31/07/2026
🌾 Siccità: i danni stanno emergendo e sono ingenti
La carenza idrica che sta colpendo Lomellina e Pavese ha raggiunto livelli drammatici. Molti canali sono ormai asciutti e, tra i due territori, mancano almeno 100 metri cubi al secondo di portata irrigua, proprio in una delle fasi più delicate per il riso, tra spigatura e maturazione.
Dopo circa 60 giorni senza precipitazioni, il caldo estremo e lo stress idrico rischiano di compromettere almeno 45.000 ettari di risaie nella provincia di Pavia, la prima provincia risicola d’Europa. Le perdite potrebbero raggiungere il 50-60% dei raccolti, con un danno stimato superiore ai 100 milioni di euro.
Una situazione aggravata dall’aumento dei costi di produzione:
acqua +10%, gasolio +40%, concimi +35%. Per attivare idrovore e sollevamenti straordinari, il consumo di carburante è inoltre aumentato del 30%.
«Occorre agire con la massima urgenza – sottolinea la presidente di Confagricoltura Pavia, Marta Sempio – attraverso deroghe imponenti al Deflusso Ecologico e rilasci straordinari dal comparto idroelettrico piemontese, valdostano e svizzero».

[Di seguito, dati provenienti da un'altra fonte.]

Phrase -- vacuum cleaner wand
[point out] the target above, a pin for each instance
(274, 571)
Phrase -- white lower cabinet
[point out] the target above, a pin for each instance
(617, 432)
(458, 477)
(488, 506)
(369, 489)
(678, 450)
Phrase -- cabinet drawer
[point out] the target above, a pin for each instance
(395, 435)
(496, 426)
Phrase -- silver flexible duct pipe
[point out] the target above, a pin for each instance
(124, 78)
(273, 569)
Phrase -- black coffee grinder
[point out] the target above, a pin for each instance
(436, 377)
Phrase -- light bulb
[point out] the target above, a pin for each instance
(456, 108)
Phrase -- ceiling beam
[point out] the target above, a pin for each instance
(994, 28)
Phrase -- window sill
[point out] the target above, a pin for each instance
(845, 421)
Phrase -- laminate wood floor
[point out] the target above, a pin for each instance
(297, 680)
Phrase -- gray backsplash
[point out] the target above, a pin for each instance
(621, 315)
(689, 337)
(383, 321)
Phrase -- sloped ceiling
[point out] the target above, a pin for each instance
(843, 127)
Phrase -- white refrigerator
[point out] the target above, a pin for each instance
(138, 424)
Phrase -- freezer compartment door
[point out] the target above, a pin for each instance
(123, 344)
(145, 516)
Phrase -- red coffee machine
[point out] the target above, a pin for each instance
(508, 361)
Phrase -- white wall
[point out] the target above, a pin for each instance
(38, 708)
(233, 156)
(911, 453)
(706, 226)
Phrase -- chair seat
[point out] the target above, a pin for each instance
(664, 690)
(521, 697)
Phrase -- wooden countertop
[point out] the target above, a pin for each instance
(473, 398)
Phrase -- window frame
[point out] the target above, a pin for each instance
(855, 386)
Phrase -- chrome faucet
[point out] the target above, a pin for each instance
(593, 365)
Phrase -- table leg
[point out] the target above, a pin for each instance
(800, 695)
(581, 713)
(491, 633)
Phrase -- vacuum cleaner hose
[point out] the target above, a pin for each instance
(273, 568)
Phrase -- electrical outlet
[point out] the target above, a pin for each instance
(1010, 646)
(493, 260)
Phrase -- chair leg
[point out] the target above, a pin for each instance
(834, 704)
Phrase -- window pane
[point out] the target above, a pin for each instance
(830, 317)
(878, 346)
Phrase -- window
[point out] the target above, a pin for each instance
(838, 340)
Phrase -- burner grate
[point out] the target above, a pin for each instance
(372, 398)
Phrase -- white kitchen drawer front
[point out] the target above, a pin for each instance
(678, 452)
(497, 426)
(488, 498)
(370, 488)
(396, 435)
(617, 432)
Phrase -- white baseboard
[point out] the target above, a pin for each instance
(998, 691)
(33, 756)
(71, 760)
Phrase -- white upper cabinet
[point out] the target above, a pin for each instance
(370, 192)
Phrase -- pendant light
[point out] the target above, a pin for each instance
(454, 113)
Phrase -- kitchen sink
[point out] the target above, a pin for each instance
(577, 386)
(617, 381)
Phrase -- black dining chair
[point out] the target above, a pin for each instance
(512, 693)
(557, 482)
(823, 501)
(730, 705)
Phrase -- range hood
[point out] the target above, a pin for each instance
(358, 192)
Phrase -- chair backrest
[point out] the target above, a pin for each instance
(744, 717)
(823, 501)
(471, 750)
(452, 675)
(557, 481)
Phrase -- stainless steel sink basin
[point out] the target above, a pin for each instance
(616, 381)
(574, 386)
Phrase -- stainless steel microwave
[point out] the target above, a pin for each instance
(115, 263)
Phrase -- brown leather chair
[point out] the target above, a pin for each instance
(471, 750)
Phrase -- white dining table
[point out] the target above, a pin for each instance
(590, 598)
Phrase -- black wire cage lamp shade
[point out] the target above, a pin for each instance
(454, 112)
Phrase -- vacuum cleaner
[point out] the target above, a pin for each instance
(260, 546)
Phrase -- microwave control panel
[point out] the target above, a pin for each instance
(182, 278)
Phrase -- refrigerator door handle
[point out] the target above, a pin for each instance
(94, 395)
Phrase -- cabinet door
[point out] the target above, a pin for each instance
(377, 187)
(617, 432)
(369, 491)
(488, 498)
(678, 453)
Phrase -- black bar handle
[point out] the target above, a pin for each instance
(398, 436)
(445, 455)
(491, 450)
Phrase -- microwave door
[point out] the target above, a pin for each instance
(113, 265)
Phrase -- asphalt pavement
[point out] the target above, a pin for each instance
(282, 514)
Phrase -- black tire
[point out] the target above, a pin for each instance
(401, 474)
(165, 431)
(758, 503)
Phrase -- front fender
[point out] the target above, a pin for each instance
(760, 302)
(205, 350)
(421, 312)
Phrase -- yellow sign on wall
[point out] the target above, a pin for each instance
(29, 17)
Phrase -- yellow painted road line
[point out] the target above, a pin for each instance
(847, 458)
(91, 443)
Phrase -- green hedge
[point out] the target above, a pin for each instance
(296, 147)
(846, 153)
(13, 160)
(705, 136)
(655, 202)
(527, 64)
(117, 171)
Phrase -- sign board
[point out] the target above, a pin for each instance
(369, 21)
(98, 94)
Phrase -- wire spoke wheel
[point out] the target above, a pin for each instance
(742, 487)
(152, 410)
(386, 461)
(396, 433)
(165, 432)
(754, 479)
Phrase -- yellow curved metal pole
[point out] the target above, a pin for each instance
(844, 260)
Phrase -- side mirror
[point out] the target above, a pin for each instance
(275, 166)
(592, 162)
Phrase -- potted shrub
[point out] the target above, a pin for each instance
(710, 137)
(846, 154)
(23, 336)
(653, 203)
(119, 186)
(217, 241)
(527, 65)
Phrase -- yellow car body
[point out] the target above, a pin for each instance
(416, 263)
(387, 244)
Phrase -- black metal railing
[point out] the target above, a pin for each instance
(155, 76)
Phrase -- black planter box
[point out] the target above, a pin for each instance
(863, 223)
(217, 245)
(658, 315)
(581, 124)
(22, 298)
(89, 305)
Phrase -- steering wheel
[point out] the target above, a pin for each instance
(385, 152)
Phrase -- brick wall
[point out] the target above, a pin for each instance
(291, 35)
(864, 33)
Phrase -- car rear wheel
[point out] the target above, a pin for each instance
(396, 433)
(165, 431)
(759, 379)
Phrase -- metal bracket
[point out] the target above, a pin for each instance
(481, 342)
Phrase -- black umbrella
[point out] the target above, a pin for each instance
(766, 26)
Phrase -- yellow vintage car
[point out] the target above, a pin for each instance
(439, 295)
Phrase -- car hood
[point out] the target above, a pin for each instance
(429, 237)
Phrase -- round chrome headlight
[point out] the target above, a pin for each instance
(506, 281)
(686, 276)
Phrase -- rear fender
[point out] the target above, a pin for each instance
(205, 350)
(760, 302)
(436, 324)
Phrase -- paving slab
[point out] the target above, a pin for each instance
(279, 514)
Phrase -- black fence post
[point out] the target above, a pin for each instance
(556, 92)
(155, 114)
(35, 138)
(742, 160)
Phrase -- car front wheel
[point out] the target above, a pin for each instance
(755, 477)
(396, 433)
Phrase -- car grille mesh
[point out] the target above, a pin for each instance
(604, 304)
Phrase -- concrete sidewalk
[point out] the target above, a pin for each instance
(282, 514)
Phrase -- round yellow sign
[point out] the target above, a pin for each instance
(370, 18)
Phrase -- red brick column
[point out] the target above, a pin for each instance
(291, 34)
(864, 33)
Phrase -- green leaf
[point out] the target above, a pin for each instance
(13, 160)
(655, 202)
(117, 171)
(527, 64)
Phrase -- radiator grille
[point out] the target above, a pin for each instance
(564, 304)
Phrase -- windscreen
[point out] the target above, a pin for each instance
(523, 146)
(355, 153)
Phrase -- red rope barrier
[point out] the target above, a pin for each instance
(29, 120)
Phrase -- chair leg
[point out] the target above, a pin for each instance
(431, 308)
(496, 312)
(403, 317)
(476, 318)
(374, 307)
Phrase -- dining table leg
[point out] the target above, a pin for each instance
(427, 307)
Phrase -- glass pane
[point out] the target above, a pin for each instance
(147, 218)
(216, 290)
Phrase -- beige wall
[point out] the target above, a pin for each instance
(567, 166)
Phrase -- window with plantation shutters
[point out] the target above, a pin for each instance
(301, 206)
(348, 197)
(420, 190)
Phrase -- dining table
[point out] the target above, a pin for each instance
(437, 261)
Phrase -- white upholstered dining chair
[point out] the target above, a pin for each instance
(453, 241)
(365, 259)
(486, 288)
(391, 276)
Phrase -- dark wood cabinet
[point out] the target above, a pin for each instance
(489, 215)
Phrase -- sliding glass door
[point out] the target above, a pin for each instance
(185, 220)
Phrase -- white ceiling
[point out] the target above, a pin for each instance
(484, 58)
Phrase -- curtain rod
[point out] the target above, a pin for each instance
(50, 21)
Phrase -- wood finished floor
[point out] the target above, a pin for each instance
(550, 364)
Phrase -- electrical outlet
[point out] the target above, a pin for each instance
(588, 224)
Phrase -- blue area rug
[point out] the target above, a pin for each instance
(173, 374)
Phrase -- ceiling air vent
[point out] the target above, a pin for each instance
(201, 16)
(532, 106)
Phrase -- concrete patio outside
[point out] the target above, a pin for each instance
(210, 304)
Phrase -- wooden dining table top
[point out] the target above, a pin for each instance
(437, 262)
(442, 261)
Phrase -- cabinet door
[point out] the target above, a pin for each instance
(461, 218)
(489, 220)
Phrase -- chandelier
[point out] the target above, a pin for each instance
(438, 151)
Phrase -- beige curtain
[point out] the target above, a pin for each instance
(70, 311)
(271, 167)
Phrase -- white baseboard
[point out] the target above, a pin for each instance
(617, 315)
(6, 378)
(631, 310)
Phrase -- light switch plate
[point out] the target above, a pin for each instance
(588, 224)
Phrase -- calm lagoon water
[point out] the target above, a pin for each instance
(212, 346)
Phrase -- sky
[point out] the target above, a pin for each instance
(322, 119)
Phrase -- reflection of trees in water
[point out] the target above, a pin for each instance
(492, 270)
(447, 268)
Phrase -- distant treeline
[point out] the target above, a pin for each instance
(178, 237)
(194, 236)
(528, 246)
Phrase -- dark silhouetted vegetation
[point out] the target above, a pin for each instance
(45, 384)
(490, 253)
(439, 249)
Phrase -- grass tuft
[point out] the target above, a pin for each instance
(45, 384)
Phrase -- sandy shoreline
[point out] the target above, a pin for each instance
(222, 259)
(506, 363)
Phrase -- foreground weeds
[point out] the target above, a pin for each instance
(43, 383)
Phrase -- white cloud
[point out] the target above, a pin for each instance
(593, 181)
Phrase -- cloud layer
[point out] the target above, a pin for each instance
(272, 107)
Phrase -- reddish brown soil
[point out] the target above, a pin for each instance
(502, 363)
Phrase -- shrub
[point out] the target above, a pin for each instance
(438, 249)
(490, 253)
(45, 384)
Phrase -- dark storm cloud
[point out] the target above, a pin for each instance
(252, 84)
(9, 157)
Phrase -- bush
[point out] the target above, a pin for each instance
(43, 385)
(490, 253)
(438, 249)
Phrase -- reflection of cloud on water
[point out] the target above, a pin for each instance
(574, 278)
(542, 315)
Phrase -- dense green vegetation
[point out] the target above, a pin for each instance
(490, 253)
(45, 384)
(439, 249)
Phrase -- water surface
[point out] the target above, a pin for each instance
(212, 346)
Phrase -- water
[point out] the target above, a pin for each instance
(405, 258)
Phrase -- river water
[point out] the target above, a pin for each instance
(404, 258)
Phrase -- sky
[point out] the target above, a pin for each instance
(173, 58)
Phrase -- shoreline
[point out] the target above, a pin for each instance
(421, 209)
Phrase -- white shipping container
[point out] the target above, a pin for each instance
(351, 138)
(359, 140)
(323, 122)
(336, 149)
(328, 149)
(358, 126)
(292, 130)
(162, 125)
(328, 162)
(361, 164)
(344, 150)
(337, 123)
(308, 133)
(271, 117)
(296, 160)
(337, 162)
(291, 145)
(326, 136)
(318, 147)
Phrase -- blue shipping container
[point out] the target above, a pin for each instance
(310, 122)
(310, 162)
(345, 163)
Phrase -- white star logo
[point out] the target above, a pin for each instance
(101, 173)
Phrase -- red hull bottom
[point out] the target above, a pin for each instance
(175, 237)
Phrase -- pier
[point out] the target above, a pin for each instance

Confagricoltura Pavia chiede l’immediata attivazione di tutte le procedure emergenziali necessarie per sostenere le imprese agricole e limitare danni che rischiano di essere persino più gravi rispetto alla siccità del 2022.
Nel medio periodo sarà indispensabile cambiare modello di gestione delle risorse idriche, intervenendo sulla sommersione invernale, sulla ricarica delle falde e sulla programmazione dei serbatoi idroelettrici.